Colombia desde lejos: el voto exterior y sus contradicciones

Pero votar desde la distancia también exige responsabilidad. La nostalgia no puede ser el único lente para decidir el futuro de quienes siguen enfrentando, todos los días, las consecuencias de cada gobierno, de cada política pública, de cada promesa incumplida y de cada discurso que se instala como verdad - Imagen: Julieth Cabral

Pero votar desde la distancia también exige responsabilidad. La nostalgia no puede ser el único lente para decidir el futuro de quienes siguen enfrentando, todos los días, las consecuencias de cada gobierno, de cada política pública, de cada promesa incumplida y de cada discurso que se instala como verdad - Imagen: Julieth Cabral

La primera vuelta presidencial en Colombia cerró el 31 de mayo sin elegir presidente, pero sí dejó una señal política difícil de ignorar: el voto exterior volvió a mostrar el peso, las tensiones y las contradicciones de una diáspora que sigue decidiendo sobre el país desde lejos.

Abelardo de la Espriella, candidato de derecha, ganó la primera vuelta y disputará la segunda con Iván Cepeda. El resultado, estrecho en Colombia y más amplio entre los votantes en el exterior, obliga a mirar más allá de las cifras. No se trata solo de quién ganó. Se trata también de preguntarnos qué está diciendo la diáspora cuando vota, desde qué memorias lo hace y qué país imagina para quienes siguen viviendo allí.

Para quienes habitamos fuera de Colombia, especialmente desde comunidades migrantes en Estados Unidos, esta elección abre una conversación incómoda: ¿qué significa votar por un país al que seguimos perteneciendo, pero cuyas consecuencias cotidianas ya no vivimos del mismo modo?

No se trata de negar el derecho al voto de quienes estamos fuera. Al contrario: votar desde la diáspora también es una forma de pertenencia. Muchas familias migrantes sostienen económicamente a Colombia, acompañan duelos a distancia, envían remesas, cuidan memorias, celebran tradiciones y siguen viviendo con el país atravesado en la voz. Colombia no se abandona por cruzar una frontera.

Pero votar desde la distancia también exige responsabilidad. La nostalgia no puede ser el único lente para decidir el futuro de quienes siguen enfrentando, todos los días, las consecuencias de cada gobierno, de cada política pública, de cada promesa incumplida y de cada discurso que se instala como verdad.

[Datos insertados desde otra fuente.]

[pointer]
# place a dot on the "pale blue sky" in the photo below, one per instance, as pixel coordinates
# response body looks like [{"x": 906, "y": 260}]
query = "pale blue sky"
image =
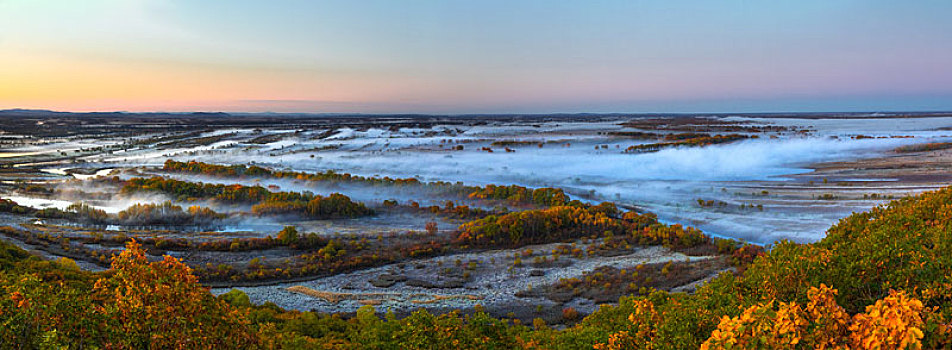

Uno de los datos más llamativos de esta primera vuelta fue el comportamiento del voto exterior. Los colombianos fuera del país apoyaron mayoritariamente a De la Espriella. Esa tendencia no puede leerse solo como una preferencia electoral más. También revela una fractura profunda en la forma en que la diáspora interpreta la seguridad, el orden, la corrupción, la pobreza, la violencia y la democracia.

Desde Massachusetts, donde la comunidad colombiana convive con otras comunidades latinoamericanas marcadas por migraciones forzadas, crisis económicas y experiencias de violencia, la paradoja se vuelve más visible. Este estado no representa toda la experiencia estadounidense, pero justamente por eso sirve como punto de contraste. Massachusetts ofrece ciertas redes públicas, educativas, comunitarias y legales que no existen de la misma manera en otros estados. Esa diferencia debería recordarnos que las políticas sí importan, que los gobiernos sí cambian la vida cotidiana y que ningún país se sostiene solo con discursos de orden, éxito individual o mano dura.

Hay otra capa que la diáspora colombiana necesita mirar con más honestidad: vivir en Estados Unidos no significa entender automáticamente cómo funciona Estados Unidos.

Muchas personas en Colombia imaginan este país como una sola estructura homogénea, como si todos los estados ofrecieran las mismas garantías, las mismas respuestas institucionales, las mismas escuelas, las mismas protecciones laborales, los mismos canales de denuncia o la misma relación entre ciudadanía y gobierno. Pero Estados Unidos también es un país profundamente desigual, descentralizado y atravesado por disputas políticas que cambian la vida cotidiana de manera radical según el lugar donde se viva.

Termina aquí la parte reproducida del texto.